A premortem is a planning exercise where you assume a project has already failed and then work backward to identify the most likely causes. The point is to surface risks before the work becomes emotionally expensive to question. It is commonly used as a guardrail against overconfidence, especially when teams or founders are excited about an idea.
How is a premortem different from a postmortem?
A premortem happens before the work ships, while a postmortem happens after something goes wrong or ends. A postmortem explains what happened; a premortem tries to prevent predictable mistakes before they happen. Used together, they improve both planning and learning.
When should a solo builder run a premortem?
A solo builder should run a premortem before committing serious time, money, or reputation to a project. It is especially useful right before a build phase, launch, pricing change, or channel bet. If the cost of being wrong is rising, it is a good time to do one.
Can a premortem make you too pessimistic?
Yes, it can if you use it as a reason not to test anything at all. The healthy use is to reduce obvious failure modes while preserving motion, not to design a perfect plan. If your premortem creates more delay than clarity, the exercise is being overused.
What questions should a good premortem include?
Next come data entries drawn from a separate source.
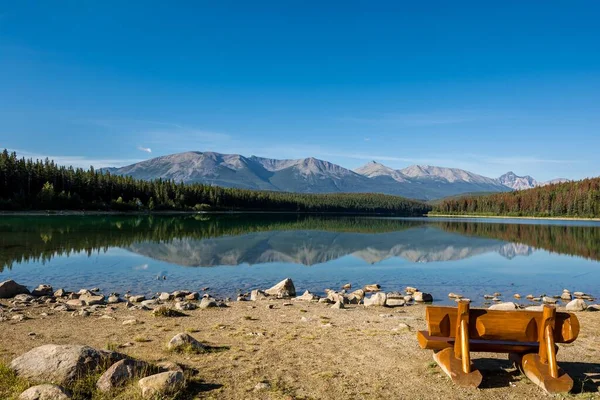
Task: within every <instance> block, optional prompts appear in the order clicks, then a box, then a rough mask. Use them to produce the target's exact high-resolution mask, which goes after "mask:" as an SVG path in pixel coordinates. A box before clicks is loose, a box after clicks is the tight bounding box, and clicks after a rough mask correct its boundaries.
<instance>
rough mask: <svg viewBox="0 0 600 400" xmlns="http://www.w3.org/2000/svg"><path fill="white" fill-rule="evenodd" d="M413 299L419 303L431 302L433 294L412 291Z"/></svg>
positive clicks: (418, 291) (432, 299)
mask: <svg viewBox="0 0 600 400" xmlns="http://www.w3.org/2000/svg"><path fill="white" fill-rule="evenodd" d="M413 299H414V300H415V301H416V302H419V303H431V302H432V301H433V296H432V295H431V294H429V293H425V292H419V291H417V292H414V293H413Z"/></svg>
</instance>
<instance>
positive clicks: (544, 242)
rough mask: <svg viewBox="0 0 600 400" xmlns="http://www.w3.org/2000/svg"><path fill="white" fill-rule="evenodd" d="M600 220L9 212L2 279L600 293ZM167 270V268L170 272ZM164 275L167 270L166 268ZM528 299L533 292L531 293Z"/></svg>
mask: <svg viewBox="0 0 600 400" xmlns="http://www.w3.org/2000/svg"><path fill="white" fill-rule="evenodd" d="M599 260H600V223H596V222H575V221H573V222H570V221H569V222H563V221H537V220H536V221H533V220H526V221H523V220H481V219H477V220H449V219H442V218H427V219H401V218H370V217H318V216H306V215H265V214H261V215H257V214H254V215H242V214H236V215H210V216H207V215H186V216H77V217H74V216H47V217H46V216H44V217H39V216H37V217H1V218H0V281H2V280H5V279H14V280H16V281H17V282H20V283H22V284H25V285H27V286H29V287H34V286H36V285H37V284H40V283H49V284H51V285H53V286H54V288H59V287H64V288H66V289H69V290H79V289H80V288H91V287H100V288H101V289H102V290H103V291H104V292H105V293H108V292H112V291H116V292H119V293H125V292H126V291H128V290H129V291H131V292H132V293H136V294H139V293H141V294H153V293H155V292H160V291H172V290H176V289H189V290H199V289H200V288H203V287H210V288H211V289H210V291H209V292H211V293H213V294H215V295H217V296H233V295H235V294H236V293H237V292H238V291H244V292H246V291H249V290H250V289H253V288H267V287H269V286H271V285H273V284H274V283H276V282H278V281H280V280H281V279H283V278H286V277H291V278H292V279H293V280H294V283H295V285H296V290H297V291H298V292H302V291H304V290H305V289H309V290H311V291H313V292H316V293H319V294H322V293H323V291H324V289H325V288H339V287H340V286H341V285H343V284H345V283H348V282H351V283H352V284H353V286H354V287H361V286H363V285H365V284H370V283H379V284H380V285H381V286H382V288H383V289H384V290H386V291H392V290H402V289H403V288H404V287H406V286H416V287H418V288H420V289H421V290H424V291H427V292H430V293H432V294H433V295H434V298H436V299H438V300H439V301H441V302H444V303H450V300H448V298H447V294H448V293H449V292H455V293H461V294H463V295H465V296H466V297H469V298H471V299H472V300H473V301H475V302H476V303H481V302H482V301H483V299H482V296H483V294H485V293H493V292H501V293H502V294H503V295H504V298H506V299H512V295H513V294H514V293H520V294H521V295H523V297H524V296H525V295H526V294H529V293H532V294H534V295H536V296H537V295H540V294H548V295H553V294H560V293H561V292H562V289H563V288H567V289H570V290H572V291H583V292H586V293H591V294H593V295H597V296H598V295H600V262H599ZM163 276H164V277H166V279H164V280H163V279H162V277H163ZM157 277H161V279H157ZM523 301H525V300H523Z"/></svg>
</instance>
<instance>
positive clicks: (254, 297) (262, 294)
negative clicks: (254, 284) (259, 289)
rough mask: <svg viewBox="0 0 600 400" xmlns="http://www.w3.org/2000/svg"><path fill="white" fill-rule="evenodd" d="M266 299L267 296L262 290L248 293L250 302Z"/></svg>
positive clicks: (257, 290) (264, 299)
mask: <svg viewBox="0 0 600 400" xmlns="http://www.w3.org/2000/svg"><path fill="white" fill-rule="evenodd" d="M266 299H267V295H266V294H265V292H263V291H262V290H258V289H254V290H253V291H252V292H250V300H251V301H258V300H266Z"/></svg>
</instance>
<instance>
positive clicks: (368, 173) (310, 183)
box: [110, 151, 509, 199]
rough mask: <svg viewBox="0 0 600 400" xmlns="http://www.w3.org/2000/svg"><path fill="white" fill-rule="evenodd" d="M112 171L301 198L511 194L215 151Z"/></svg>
mask: <svg viewBox="0 0 600 400" xmlns="http://www.w3.org/2000/svg"><path fill="white" fill-rule="evenodd" d="M110 171H111V173H113V174H115V175H127V176H132V177H134V178H138V179H147V180H150V179H158V178H161V179H168V180H174V181H176V182H185V183H204V184H209V185H217V186H224V187H236V188H246V189H258V190H274V191H283V192H295V193H386V194H390V195H400V196H405V197H409V198H415V199H436V198H442V197H446V196H452V195H456V194H460V193H465V192H500V191H507V190H509V189H508V187H506V186H504V185H503V184H501V183H500V182H499V181H498V180H497V179H491V178H486V177H483V176H481V175H477V174H474V173H472V172H468V171H464V170H461V169H456V168H443V167H436V166H430V165H413V166H410V167H407V168H405V169H404V170H396V169H393V168H390V167H388V166H386V165H383V164H381V163H379V162H377V161H376V160H371V161H369V162H367V163H366V164H365V165H363V166H362V167H359V168H357V169H356V170H355V171H350V170H348V169H346V168H344V167H341V166H339V165H337V164H333V163H331V162H329V161H325V160H320V159H318V158H315V157H307V158H302V159H284V160H278V159H272V158H262V157H257V156H251V157H245V156H243V155H240V154H221V153H217V152H211V151H206V152H200V151H188V152H185V153H179V154H171V155H165V156H161V157H157V158H153V159H149V160H146V161H143V162H140V163H137V164H132V165H129V166H126V167H122V168H118V169H114V170H110Z"/></svg>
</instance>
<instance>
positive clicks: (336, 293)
mask: <svg viewBox="0 0 600 400" xmlns="http://www.w3.org/2000/svg"><path fill="white" fill-rule="evenodd" d="M327 298H328V299H329V300H330V301H331V302H332V303H336V302H338V301H339V302H341V303H344V304H347V303H348V298H347V297H346V296H345V294H344V293H340V292H336V291H335V290H329V291H328V292H327Z"/></svg>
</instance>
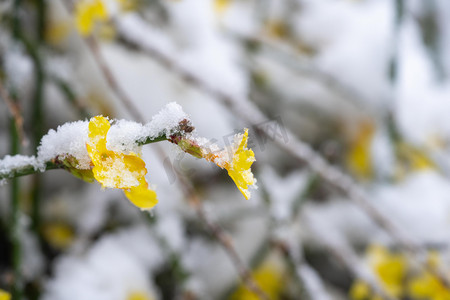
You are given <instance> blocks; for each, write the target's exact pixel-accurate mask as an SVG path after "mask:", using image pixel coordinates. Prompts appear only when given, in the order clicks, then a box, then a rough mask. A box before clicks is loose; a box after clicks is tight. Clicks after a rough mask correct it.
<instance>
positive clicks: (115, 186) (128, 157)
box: [86, 116, 158, 209]
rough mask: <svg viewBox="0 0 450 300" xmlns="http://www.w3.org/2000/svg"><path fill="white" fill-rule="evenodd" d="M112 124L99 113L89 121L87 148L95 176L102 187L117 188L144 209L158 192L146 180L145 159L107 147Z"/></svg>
mask: <svg viewBox="0 0 450 300" xmlns="http://www.w3.org/2000/svg"><path fill="white" fill-rule="evenodd" d="M110 127H111V125H110V124H109V121H108V120H107V119H106V118H104V117H102V116H97V117H94V118H92V119H91V120H90V122H89V142H88V143H87V144H86V148H87V151H88V154H89V157H90V158H91V161H92V164H93V165H94V167H93V169H92V173H93V174H94V178H95V179H97V181H98V182H100V183H101V184H102V186H103V187H108V188H118V189H122V190H123V191H124V192H125V195H126V196H127V198H128V199H129V200H130V201H131V202H132V203H133V204H134V205H136V206H137V207H139V208H141V209H149V208H152V207H153V206H155V204H156V203H157V202H158V200H157V199H156V193H155V192H154V191H152V190H150V189H149V188H148V183H147V181H146V180H145V174H147V169H146V168H145V162H144V161H143V160H142V159H141V158H140V157H138V156H137V155H136V154H134V153H130V154H123V153H118V152H114V151H111V150H108V149H107V148H106V135H107V133H108V131H109V128H110Z"/></svg>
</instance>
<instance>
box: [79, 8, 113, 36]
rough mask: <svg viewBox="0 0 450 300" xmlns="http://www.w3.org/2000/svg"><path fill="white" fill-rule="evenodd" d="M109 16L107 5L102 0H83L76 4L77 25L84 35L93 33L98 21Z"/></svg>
mask: <svg viewBox="0 0 450 300" xmlns="http://www.w3.org/2000/svg"><path fill="white" fill-rule="evenodd" d="M107 18H108V14H107V11H106V7H105V5H104V4H103V2H102V1H101V0H81V1H78V2H77V4H76V7H75V20H76V26H77V29H78V31H79V32H80V33H81V34H82V35H84V36H87V35H89V34H91V33H92V31H93V29H94V25H95V23H96V22H101V21H105V20H106V19H107Z"/></svg>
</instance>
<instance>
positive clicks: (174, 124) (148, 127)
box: [143, 102, 189, 139]
mask: <svg viewBox="0 0 450 300" xmlns="http://www.w3.org/2000/svg"><path fill="white" fill-rule="evenodd" d="M184 119H189V117H188V115H187V114H186V113H185V112H184V111H183V109H182V108H181V106H180V105H178V104H177V103H175V102H171V103H169V104H167V105H166V106H165V107H164V108H163V109H162V110H161V111H160V112H159V113H158V114H157V115H155V116H153V118H152V120H151V121H150V123H147V124H146V125H145V128H144V132H143V138H144V139H145V138H146V137H150V138H154V137H157V136H160V135H161V134H164V135H166V137H169V136H170V135H171V134H173V133H174V132H175V131H176V130H178V129H179V124H180V122H181V121H182V120H184Z"/></svg>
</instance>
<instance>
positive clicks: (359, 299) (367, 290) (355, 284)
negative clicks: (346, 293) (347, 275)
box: [349, 279, 371, 300]
mask: <svg viewBox="0 0 450 300" xmlns="http://www.w3.org/2000/svg"><path fill="white" fill-rule="evenodd" d="M349 294H350V298H351V299H353V300H364V299H369V296H370V294H371V290H370V287H369V285H368V284H367V283H366V282H364V281H362V280H359V279H358V280H356V281H355V282H353V284H352V286H351V288H350V292H349Z"/></svg>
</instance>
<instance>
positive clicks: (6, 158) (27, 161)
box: [0, 155, 45, 175]
mask: <svg viewBox="0 0 450 300" xmlns="http://www.w3.org/2000/svg"><path fill="white" fill-rule="evenodd" d="M29 166H31V167H33V168H34V169H35V170H40V171H43V170H44V169H45V164H44V163H43V162H42V161H41V160H38V159H36V157H35V156H25V155H13V156H11V155H6V156H5V157H4V158H3V159H1V160H0V175H4V174H8V173H9V172H10V170H12V169H22V168H25V167H29Z"/></svg>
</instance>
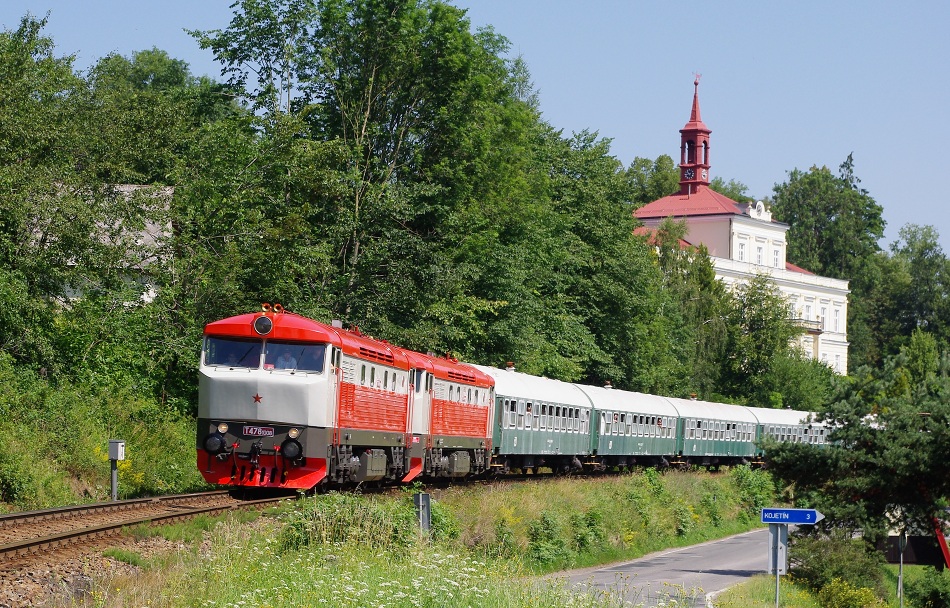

A good premortem asks what failed, why it failed, which causes were knowable in advance, and what evidence would have warned you earlier. It should also ask what metric would prove traction is absent and what constraint keeps the test small. Those questions turn fear into decisions instead of rumination.
What should you do with the list after the premortem?
You should convert the list into concrete changes such as a smaller scope, a faster metric, a user interview, a pricing test, or a stop rule. The output should be a short action list, not a long document. If nothing changes after the exercise, the premortem was mostly theater.